Earlier, Dar, while chairing the senate committee meeting, said that the sugar crisis is the result of failure of federal as well as provincial governments because the crisis could have been avoided had the government taken timely decisions.

Sugar output estimate raised to 3.7m tons

Pakistan has revised a forecast of 2010-11 sugar production to 3.7 million tons, up by about 500,000 tons from an earlier estimate, despite flood damage to the sugarcane crop, officials said on Friday.

The government had earlier expected up to 3.2 million tons of sugar from the crop, after the country’s worst floods washed away nearly 10.5 million tons of sugarcane.

But after recent surveys of the flood-hit areas in the main cane-growing provinces of Punjab and Sindh, government and industry officials told a meeting on Thursday that yield would be higher in areas where there were rains but no floods.

“Although floods damaged the crop, because of excessive rains we are expecting a healthy crop and up to 20 per cent increase in yield per acre,” Javed Kayani, chairman Pakistan Sugar Mills Association (PSMA), told Reuters.
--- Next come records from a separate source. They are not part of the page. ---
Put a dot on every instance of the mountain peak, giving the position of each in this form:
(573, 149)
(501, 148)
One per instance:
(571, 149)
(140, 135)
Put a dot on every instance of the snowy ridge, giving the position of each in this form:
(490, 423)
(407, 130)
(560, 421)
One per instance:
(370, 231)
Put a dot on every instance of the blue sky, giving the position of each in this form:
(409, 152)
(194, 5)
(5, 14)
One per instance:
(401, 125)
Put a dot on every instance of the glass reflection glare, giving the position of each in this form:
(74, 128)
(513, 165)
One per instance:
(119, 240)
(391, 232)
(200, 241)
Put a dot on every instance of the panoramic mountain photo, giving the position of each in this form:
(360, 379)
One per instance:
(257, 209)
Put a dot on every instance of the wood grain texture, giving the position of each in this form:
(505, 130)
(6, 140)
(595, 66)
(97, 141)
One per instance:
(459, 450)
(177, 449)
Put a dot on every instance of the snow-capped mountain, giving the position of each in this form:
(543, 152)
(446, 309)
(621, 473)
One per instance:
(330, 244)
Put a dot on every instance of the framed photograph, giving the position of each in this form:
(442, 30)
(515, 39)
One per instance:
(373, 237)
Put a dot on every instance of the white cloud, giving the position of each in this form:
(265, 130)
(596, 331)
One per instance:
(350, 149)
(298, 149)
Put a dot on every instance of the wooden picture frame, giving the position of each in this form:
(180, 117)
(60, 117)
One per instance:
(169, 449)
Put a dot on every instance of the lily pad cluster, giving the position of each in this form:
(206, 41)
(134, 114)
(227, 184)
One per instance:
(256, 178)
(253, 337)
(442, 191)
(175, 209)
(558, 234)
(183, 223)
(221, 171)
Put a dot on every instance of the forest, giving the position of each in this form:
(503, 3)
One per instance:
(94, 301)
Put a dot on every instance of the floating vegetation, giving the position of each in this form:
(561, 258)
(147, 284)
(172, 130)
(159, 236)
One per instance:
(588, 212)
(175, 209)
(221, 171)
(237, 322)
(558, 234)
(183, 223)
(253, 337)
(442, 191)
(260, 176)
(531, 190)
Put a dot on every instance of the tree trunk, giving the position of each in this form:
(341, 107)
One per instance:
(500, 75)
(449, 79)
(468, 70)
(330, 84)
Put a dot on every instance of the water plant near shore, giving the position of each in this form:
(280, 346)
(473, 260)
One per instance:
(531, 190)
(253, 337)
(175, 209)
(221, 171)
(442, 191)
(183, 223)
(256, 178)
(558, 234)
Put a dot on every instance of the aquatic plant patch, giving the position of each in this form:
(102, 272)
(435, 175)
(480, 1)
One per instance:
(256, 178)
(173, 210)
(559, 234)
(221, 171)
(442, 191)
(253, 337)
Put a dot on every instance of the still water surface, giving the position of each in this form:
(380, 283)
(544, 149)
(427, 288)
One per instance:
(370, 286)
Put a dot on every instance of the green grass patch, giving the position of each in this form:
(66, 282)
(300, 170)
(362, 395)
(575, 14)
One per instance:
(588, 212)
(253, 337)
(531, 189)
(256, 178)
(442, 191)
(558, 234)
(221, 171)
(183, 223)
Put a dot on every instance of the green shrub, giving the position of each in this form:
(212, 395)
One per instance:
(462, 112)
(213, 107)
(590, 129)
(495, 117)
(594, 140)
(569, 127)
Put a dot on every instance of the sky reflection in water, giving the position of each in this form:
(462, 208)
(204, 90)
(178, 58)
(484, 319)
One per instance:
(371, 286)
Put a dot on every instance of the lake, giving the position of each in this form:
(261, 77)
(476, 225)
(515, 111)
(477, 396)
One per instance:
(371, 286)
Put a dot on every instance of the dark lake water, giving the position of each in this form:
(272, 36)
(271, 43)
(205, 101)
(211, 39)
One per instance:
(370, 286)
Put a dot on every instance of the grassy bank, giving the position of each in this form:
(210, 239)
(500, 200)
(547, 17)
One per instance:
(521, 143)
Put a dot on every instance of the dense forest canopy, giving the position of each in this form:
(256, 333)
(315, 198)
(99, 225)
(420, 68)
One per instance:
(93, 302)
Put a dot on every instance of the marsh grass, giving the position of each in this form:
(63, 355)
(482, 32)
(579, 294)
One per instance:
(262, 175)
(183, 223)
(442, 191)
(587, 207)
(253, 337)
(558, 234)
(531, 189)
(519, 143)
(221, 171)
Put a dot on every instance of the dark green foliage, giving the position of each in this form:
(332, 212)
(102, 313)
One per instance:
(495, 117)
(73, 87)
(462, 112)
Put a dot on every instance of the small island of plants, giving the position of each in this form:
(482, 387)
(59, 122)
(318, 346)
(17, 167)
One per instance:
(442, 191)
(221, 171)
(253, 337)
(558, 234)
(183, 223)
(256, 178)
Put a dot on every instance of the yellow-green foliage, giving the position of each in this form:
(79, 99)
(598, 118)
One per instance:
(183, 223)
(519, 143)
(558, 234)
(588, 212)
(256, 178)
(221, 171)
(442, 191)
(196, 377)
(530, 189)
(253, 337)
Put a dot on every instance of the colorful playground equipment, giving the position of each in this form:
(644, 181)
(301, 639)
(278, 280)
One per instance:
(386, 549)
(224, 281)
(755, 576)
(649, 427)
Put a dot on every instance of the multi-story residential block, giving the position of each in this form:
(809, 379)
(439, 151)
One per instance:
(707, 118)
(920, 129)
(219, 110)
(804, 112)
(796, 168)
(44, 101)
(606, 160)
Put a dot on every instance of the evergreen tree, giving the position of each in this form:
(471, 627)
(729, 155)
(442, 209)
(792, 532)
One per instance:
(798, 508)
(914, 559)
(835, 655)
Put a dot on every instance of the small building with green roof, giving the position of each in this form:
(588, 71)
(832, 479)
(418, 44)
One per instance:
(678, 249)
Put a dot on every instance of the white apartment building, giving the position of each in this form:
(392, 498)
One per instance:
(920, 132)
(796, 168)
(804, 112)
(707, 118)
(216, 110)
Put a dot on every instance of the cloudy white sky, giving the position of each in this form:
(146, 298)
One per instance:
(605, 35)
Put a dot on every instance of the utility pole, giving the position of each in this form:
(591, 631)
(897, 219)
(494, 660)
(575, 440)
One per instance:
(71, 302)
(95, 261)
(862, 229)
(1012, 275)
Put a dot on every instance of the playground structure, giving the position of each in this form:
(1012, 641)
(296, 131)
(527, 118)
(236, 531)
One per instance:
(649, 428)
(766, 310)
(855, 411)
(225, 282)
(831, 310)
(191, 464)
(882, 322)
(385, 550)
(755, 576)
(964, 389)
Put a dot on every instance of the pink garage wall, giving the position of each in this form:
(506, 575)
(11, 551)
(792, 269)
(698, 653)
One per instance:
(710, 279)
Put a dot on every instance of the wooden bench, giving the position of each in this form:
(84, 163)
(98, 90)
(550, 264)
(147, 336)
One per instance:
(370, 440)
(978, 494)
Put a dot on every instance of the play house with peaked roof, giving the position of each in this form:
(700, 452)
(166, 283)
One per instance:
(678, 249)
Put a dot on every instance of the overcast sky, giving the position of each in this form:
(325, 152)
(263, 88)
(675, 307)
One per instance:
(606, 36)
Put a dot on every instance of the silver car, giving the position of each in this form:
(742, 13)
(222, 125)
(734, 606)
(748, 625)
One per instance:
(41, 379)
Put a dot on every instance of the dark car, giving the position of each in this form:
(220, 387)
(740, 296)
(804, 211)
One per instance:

An official at the Ministry of Industries and Production confirmed that sugar output estimates had been revised to 3.7 million tons. Fearing shortages, the government in September waived a 25 per cent regulatory duty and allowed millers and traders unlimited imports of raw sugar to meet demand.

Traders have since booked orders for about 70,000 tons of raw sugar, according to government officials.

Published in The Express Tribune, November 13th, 2010.